Une récente étude de l’Association des universités européennes (EUA) montre que l’autonomie des universités françaises reste bien faible dans le référentiel européen. Il est donc nécessaire de responsabiliser les universités dans la conduite de leur politique, mais aussi de redéfinir la place de l’État dans l’accompagnement de cette autonomie.


Illustration - Une bonne chose, la loi LRU ?

La loi LRU est venue répondre à une attente légitime du monde universitaire : avoir la pleine maîtrise de ses moyens. Et l’on peut s’accorder sur le bien-fondé du transfert aux universités de la maîtrise des emplois. Cependant, elle a touché à des équilibres, valeurs ou principes auxquels on peut être attaché. Et, contrairement à ses objectifs, elle fragilise les universités. Quand elle a été votée, on s’inquiétait déjà des moyens alloués aux futures universités autonomes. Quelques années plus tard, comme pour la décentralisation, le transfert de compétences n’a pas été compensé par un transfert de moyens suffisant. Les premières universités passées aux compétences élargies n’ont pas eu toujours le temps de faire concorder leur masse salariale avec leurs véritables besoins. En conséquence, des universités sont aujourd’hui en déficit sur deux années consécutives, ce qui a entraîné leur mise sous tutelle.
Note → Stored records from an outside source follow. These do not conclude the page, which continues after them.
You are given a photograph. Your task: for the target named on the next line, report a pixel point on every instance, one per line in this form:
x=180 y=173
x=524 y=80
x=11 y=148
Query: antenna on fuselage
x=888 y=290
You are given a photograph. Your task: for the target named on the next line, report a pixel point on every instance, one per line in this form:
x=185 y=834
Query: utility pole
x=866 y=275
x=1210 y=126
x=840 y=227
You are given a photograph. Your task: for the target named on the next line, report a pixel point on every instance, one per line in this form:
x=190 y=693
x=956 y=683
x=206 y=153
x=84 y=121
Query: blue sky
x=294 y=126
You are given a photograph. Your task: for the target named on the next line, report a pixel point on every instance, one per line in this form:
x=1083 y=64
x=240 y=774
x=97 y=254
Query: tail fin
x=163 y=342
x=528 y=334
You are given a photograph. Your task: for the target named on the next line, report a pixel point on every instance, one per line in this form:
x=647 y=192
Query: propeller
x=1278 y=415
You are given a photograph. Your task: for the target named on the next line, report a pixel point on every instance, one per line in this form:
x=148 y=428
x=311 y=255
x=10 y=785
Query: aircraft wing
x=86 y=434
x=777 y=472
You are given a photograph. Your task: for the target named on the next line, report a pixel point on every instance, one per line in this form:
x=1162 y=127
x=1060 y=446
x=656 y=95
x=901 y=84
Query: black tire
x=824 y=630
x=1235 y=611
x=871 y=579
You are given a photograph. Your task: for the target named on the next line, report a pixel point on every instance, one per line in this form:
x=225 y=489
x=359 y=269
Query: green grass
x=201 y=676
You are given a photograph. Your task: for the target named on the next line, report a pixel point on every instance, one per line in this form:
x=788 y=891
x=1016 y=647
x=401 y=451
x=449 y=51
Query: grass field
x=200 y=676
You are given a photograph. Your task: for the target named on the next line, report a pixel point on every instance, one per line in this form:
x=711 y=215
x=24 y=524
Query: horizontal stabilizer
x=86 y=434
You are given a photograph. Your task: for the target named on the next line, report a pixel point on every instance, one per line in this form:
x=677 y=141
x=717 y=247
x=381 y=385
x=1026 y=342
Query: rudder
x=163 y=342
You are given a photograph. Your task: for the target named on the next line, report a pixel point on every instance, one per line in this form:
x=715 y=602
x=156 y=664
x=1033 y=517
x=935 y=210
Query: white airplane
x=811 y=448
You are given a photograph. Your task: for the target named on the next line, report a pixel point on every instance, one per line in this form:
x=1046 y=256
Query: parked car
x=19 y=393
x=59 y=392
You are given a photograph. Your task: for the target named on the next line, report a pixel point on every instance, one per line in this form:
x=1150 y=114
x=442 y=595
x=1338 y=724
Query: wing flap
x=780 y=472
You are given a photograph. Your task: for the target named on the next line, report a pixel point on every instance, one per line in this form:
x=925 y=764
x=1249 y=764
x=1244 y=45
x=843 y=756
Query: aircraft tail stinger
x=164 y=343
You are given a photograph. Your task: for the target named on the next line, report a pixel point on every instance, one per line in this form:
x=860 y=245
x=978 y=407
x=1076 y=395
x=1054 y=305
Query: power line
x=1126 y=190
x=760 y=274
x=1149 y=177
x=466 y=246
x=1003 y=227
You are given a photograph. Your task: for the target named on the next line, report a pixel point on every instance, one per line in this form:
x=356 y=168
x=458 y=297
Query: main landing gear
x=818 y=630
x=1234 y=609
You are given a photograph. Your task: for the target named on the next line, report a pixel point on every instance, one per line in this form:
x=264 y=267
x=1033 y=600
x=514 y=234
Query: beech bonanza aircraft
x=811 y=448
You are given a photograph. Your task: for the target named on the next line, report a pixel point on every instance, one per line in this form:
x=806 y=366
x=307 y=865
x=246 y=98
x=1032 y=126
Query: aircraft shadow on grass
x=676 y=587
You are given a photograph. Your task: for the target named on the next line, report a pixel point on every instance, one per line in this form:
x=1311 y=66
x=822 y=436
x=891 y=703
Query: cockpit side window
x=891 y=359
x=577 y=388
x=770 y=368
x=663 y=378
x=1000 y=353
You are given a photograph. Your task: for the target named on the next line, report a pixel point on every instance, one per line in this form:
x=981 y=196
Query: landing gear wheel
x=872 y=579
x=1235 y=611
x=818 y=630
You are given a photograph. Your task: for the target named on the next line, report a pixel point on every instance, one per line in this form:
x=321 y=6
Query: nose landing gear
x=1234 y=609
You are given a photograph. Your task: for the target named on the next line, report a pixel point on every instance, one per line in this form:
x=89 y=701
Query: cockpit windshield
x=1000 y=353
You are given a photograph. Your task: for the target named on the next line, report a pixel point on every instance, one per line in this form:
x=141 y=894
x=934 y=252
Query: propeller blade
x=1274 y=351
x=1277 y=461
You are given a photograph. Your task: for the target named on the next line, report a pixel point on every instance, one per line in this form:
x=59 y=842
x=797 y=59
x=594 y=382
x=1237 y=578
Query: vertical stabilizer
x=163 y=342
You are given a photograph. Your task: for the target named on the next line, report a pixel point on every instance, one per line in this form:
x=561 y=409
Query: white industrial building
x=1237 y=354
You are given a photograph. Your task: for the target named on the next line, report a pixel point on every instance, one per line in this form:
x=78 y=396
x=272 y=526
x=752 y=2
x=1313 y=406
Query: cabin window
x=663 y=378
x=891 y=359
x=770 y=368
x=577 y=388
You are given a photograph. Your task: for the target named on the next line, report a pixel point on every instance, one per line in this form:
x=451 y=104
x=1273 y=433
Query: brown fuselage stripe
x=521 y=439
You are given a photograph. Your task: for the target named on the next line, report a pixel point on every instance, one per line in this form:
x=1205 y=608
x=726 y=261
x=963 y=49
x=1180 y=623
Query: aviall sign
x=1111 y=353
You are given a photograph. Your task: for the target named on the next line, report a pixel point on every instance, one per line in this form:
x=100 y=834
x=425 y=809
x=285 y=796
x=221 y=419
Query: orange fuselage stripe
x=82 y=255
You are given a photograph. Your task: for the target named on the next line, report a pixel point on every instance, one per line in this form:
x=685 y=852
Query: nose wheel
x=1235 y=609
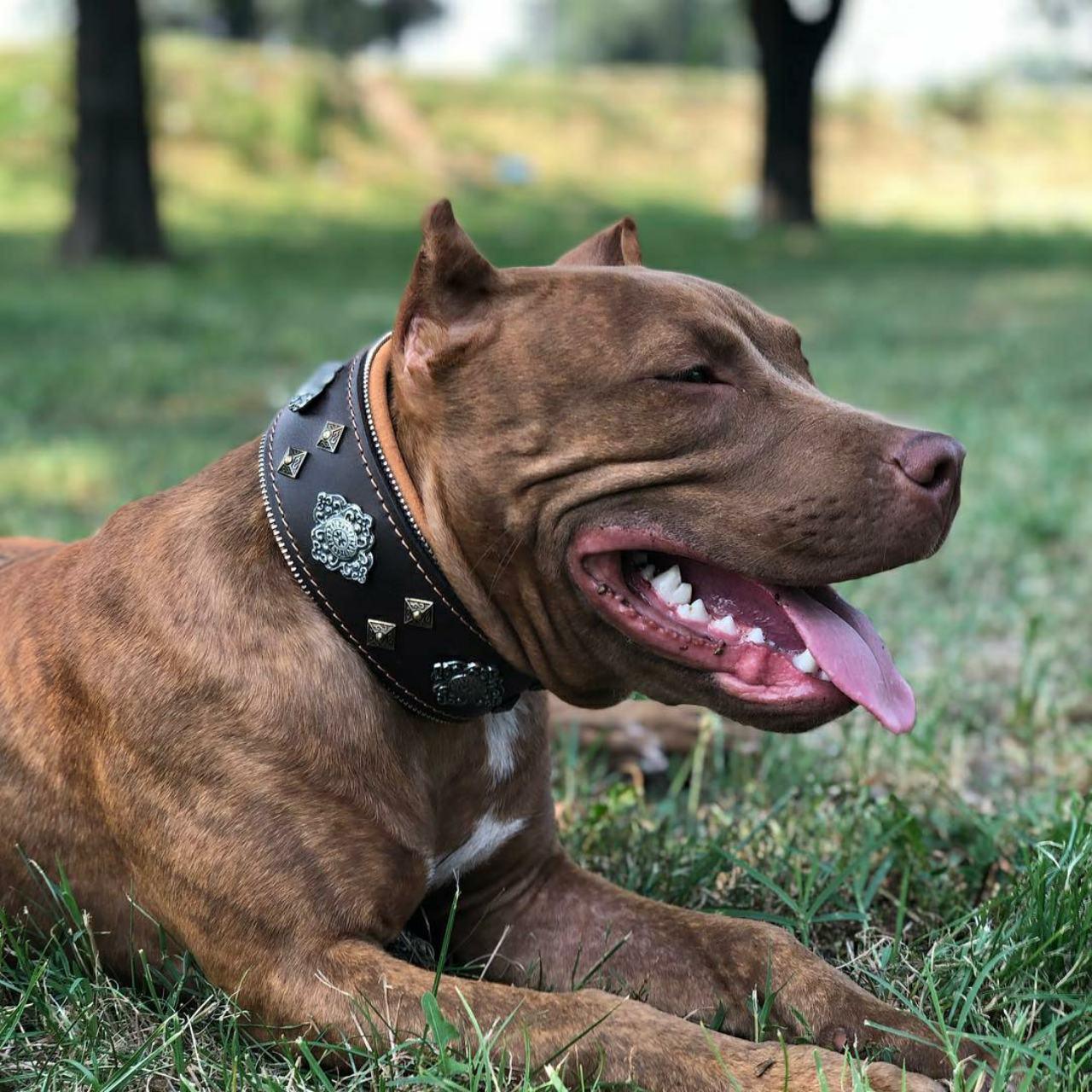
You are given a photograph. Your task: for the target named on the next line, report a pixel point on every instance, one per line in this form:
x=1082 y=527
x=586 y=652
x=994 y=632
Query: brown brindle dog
x=182 y=729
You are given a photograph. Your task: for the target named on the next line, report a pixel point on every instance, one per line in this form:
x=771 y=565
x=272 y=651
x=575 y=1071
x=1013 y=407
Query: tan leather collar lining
x=385 y=430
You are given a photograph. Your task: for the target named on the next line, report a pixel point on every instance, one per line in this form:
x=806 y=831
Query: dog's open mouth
x=764 y=643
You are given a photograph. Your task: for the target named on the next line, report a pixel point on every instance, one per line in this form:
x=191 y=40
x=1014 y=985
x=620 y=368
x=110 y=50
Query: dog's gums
x=764 y=643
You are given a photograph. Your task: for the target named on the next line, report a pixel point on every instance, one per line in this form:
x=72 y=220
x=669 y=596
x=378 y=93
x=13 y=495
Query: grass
x=950 y=870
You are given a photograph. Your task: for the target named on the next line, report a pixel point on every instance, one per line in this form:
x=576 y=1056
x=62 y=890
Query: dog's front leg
x=565 y=928
x=355 y=990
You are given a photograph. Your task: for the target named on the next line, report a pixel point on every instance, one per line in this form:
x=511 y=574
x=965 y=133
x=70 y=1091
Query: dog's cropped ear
x=449 y=284
x=614 y=246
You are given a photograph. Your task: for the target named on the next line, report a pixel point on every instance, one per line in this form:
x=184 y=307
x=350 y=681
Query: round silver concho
x=342 y=538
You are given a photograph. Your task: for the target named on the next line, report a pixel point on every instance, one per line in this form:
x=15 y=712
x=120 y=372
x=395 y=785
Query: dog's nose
x=932 y=461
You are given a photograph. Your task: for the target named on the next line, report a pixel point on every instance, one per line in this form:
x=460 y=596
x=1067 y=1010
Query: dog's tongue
x=847 y=648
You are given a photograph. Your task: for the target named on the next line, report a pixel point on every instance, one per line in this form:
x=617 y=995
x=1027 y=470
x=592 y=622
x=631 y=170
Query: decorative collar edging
x=353 y=532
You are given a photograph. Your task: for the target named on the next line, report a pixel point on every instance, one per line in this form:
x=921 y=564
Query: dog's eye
x=696 y=374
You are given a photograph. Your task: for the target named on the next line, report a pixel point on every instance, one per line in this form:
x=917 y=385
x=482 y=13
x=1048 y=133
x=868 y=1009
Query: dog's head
x=650 y=491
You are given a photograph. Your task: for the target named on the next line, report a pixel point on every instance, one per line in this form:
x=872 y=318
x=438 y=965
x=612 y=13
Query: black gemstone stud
x=380 y=634
x=418 y=613
x=331 y=436
x=292 y=462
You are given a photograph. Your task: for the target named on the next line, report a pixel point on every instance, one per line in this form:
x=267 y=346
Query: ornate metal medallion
x=418 y=613
x=331 y=436
x=380 y=634
x=342 y=537
x=461 y=682
x=292 y=462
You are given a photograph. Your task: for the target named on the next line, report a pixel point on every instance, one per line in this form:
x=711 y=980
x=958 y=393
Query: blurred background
x=202 y=199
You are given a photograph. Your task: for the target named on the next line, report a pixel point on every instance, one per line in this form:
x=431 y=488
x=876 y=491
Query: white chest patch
x=502 y=733
x=488 y=835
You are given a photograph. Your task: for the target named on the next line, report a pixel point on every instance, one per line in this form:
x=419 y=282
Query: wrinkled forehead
x=662 y=312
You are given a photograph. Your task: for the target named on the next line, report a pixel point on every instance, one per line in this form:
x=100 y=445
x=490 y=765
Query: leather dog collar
x=351 y=529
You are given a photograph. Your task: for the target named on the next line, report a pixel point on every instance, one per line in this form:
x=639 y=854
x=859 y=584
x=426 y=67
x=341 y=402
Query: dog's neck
x=355 y=533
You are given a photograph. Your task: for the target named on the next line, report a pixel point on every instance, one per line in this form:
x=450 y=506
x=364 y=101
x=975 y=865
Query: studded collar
x=351 y=530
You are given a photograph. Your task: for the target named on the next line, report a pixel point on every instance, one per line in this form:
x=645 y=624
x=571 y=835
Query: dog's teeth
x=805 y=662
x=679 y=595
x=667 y=581
x=694 y=612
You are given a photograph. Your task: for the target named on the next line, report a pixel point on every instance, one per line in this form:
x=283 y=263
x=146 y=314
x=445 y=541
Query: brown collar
x=353 y=530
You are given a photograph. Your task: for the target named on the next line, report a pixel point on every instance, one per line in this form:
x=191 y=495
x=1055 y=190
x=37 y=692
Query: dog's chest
x=491 y=810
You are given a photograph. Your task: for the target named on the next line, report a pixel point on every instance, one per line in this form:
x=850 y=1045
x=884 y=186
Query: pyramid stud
x=380 y=634
x=418 y=613
x=330 y=437
x=292 y=462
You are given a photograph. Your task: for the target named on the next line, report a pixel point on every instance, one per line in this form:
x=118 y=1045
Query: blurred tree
x=239 y=19
x=340 y=26
x=343 y=26
x=659 y=32
x=115 y=210
x=790 y=48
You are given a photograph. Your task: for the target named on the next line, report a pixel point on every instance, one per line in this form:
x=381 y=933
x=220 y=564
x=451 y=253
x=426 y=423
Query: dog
x=607 y=478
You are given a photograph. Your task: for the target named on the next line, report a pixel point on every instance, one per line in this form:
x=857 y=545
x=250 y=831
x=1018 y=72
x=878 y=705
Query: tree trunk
x=115 y=213
x=788 y=53
x=241 y=19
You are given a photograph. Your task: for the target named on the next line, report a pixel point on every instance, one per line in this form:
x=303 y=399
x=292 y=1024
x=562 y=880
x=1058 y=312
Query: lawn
x=950 y=870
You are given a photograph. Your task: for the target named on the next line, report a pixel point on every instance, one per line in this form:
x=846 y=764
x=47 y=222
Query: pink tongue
x=850 y=651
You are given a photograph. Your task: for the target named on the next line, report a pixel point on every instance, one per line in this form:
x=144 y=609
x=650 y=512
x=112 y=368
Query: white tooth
x=667 y=581
x=682 y=594
x=805 y=662
x=698 y=612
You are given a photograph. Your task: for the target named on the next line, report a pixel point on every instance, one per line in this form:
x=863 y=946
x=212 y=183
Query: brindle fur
x=183 y=732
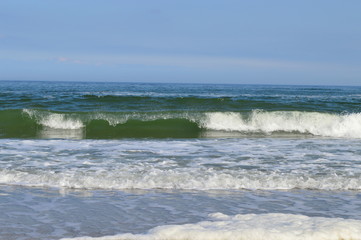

Aujourd’hui, aucun établissement n’est prêt à affronter une diminution de la marge ou un dérapage de la masse salariale.

Plusieurs points restent préoccupants. La loi permet au président d’université de recruter par voie contractuelle des ­enseignants-chercheurs ou des personnels de catégorie A sans passer par le concours, et de moduler des rémunérations. Elle enfonce ainsi un coin dans le principe d’égalité de traitement des agents publics et dans le principe du concours comme mode d’accès à l’emploi public. Or, ce n’est pas avec des mesures ponctuelles, dérogeant aux principes de la Fonction publique, que peut être réglé le problème de la rémunération des universitaires.

Cette loi entraîne des inégalités de traitement entre usagers. Certaines universités sont mieux dotées pour dispenser des enseignements censés être de meilleure qualité. C’est le cas entre les universités franciliennes et les universités de province, les universités de sciences dures et les universités de sciences humaines et sociales. Avec le Grand Emprunt, les opérations Campus, les Investissements d’avenir, ces inégalités se sont aggravées.

La réforme de la gouvernance est le point le plus critiquable : la loi a renforcé les pouvoirs du président et du conseil d’administration tout en les rendant moins légitimes sur le plan démocratique. Jusqu’en 2007, le président était élu par une assemblée des trois conseils, pleinement représentative et garante du principe de collégialité. Aujourd’hui, le président n’est plus élu que par un seul conseil, le CA. Le pire est que, en application de la prime majoritaire, peut être élu président un candidat minoritaire chez les ­enseignants-chercheurs et rejeté, le cas échéant, par les personnels administratifs ou les étudiants.
Il faut revoir la gouvernance, restaurer la démocratie, renforcer la légitimité, être vigilant sur le fait que les principes fondateurs de la Fonction publique et du service public soient garantis. On touche là aux valeurs républicaines.

Il faut enfin se poser cette question : les richesses immatérielles peuvent-elles être comparées aux richesses matérielles ? Dans le domaine du savoir, est-ce qu’une mise en concurrence doit prévaloir sur les synergies et les collaborations ? On a souvent parlé de la « bataille mondiale de l’intelligence » : voilà une formule empruntée à l’idéologie libérale dont l’université doit être préservée. Ce qui fait la valeur et la force de l’université, c’est son universalisme et sa quête du bien commun, pour tous, au-delà de toutes frontières, qu’un enseignant-chercheur doit ignorer.